WVU right-to-work study disputed as Legislature considers bill

By: DAVID GUTMAN, political reporter • Charleston Gazette-Mail

Just as the West Virginia Legislature began considering “right-to-work” legislation Thursday, a new economic analysis has alleged that the intellectual backbone behind the Republican proposal, a West Virginia University study of the issue, made basic mistakes and “is fraught with several problems.”

In November, the WVU Bureau of Business and Economic Research unveiled a study of right-to-work laws that was requested and funded by the Republican-led Legislature.

The study, analyzing state economic data from 1990 to 2012, found that passing a right-to-work law in West Virginia would lead to faster job growth and a faster-growing economy.

“We established a process to ensure we would have independent, unbiased economic analyses of major initiatives that come before the Legislature,” House Speaker Tim Armstead, R-Kanawaha, said in touting the study. “This study appears to support what we’ve been saying for some time — that a right-to-work law would certainly be advantageous to job growth in our state.”

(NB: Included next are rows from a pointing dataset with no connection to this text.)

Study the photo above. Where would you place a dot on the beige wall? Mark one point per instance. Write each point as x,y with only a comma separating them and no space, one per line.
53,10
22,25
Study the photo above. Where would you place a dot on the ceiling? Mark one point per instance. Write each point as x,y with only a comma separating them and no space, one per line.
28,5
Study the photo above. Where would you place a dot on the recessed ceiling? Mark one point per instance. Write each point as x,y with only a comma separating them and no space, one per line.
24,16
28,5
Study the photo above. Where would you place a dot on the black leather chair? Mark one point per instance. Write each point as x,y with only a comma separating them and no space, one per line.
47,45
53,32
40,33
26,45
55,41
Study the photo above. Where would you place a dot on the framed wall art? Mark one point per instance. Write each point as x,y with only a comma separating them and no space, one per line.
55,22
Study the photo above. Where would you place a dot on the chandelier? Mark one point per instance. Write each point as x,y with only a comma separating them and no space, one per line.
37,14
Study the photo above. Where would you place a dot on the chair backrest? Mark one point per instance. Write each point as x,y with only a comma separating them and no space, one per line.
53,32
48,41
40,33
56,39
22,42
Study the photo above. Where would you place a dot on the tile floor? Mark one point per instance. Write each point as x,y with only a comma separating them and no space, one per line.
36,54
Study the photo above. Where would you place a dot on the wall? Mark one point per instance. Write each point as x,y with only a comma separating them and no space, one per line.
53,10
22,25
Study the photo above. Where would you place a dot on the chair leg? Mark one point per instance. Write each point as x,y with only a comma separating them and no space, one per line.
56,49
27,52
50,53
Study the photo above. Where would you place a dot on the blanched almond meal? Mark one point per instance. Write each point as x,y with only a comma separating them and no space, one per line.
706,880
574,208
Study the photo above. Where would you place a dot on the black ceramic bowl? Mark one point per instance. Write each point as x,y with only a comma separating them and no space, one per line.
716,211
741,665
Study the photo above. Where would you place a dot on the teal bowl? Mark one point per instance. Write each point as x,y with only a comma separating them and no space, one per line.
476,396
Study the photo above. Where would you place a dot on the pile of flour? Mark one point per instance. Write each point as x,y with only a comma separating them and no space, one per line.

However, on Thursday, the Economic Policy Institute, a national think tank, released an analysis of the WVU study, saying it made such egregious errors as to “allow serious researchers and conscientious policy makers to disregard their study and results.”

When you fix the errors in the WVU study, the EPI writes, “the relationship between right to work and employment growth disappears.”

The EPI describes itself as a nonpartisan think tank focused on the needs of low- and middle-income workers. It says it gets about one-quarter of its funding from labor unions, which strongly oppose right-to-work laws. Slightly less than one-third of the organization’s board of directors are union-affiliated.